Open is the more interesting: It limits free listening to 20 hours a month, while fully ad supported. Those who want to listen to unlimited ad-supported free music need to be invited.
The move shows how Spotify is under pressure to make its ad-supported model work, reflecting a dual need to reign in costs as well as appease record labels growing wary of free ad-supported offer. Whether this Open tier came about due to one or the other is unclear. But it goes a long way to satisfy both.
Offering a trial period based on usage rather than a set time period is a great way to drive conversion to paid tiers. That’s only a theory, as there’s no data to compare conversion rates between different services, but on paper it makes total sense.
Streaming music costs money, and the more users engage in a free service, the more they cost the provider. Spotify figures that anyone using the service more than 20 hours a month is costing it money rather than making it money.
Labels like Warner Music Group are concerned that on-demand free access will take value out of the market by giving music fans who today are still buying CDs and even digital albums a cheaper alternative that ultimately reduces their bottom line rather than increasing it. Capping usage at 20 hours a month should ease those fears, and the uber-user will quickly surpass that limit and have more reason to either migrate to a monthly subscription or simply buy the music they sampled during the free phase.
And it helps the overall market by offering a casual music discovery solution. With the pending shuttering of Lala, the world is about to lose one of the best free on-demand solutions out there. Services as diverse as Billboard.com, Google search entries and Pitchfork rely on Lala to provide that one free stream to let users sample new music in full, and all are searching for a solution to replace it.

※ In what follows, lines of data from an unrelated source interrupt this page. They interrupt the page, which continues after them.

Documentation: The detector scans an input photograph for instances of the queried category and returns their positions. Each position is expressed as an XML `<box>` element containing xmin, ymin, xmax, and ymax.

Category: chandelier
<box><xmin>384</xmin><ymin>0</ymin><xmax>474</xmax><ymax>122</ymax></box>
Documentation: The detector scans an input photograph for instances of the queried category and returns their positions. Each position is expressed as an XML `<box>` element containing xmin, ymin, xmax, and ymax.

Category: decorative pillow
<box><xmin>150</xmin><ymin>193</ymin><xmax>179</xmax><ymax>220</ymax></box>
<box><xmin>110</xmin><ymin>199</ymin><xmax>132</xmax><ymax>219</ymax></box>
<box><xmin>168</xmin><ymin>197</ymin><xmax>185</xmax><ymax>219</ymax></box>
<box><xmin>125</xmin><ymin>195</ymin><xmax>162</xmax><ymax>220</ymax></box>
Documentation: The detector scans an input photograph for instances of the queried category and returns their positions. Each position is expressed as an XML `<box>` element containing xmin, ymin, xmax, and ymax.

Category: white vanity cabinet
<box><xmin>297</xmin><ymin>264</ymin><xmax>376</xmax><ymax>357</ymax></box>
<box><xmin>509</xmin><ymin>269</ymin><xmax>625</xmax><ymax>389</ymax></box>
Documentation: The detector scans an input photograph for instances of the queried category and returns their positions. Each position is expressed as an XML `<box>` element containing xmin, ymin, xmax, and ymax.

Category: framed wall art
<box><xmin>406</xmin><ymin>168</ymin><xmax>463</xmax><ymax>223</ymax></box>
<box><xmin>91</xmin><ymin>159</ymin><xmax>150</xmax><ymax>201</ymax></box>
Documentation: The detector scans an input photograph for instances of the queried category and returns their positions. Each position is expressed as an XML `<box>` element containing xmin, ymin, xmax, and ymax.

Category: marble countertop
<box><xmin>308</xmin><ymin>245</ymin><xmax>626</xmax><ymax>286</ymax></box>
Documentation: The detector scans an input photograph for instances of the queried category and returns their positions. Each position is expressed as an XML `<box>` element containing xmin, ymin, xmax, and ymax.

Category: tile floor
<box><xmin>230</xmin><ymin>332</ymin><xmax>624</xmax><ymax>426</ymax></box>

Now there have been versions of this already from the likes of Napster and Rhapsody. Napster at one point offered a free tier that let users play any one song up to five times for free, but soon after banished that offer. Rhapsody still lets non-paying users play 25 songs a month for free, but it’s got a clunky login process and 25 songs isn’t really that much.
In the U.S., only Dada Entertainment’s Play.ME service has a similar offer, letting users play five hours of music a week free before requiring a subscription (total = 20 hours a month). Interestingly, Dada still lacks deals with Universal Music Group and Warner Music Group, so it’s not clear whether those majors are as onboard with this model in the U.S. as they apparently are overseas.
Hopefully, they all get onboard, because setting 7-day free trials before forcing a subscription simply won’t cut it. Tying a paid option to usage rather than an arbitrary time period is a far more elegant solution. Pandora discovered this when it began asking users to pay $1 for any month that their listening exceeded 40 hours, and offered a $36 yearly subscription for those who tired of that cap. The company says only about 5% of its users fall into this range, but they were the heaviest burden to carry.
Sources say Spotify is trying to convince labels to do exactly this, and my guess is that we’ll see more iterations of this capped-usage tier in other countries before the U.S., so the company can prove with real data that it satisfies their needs.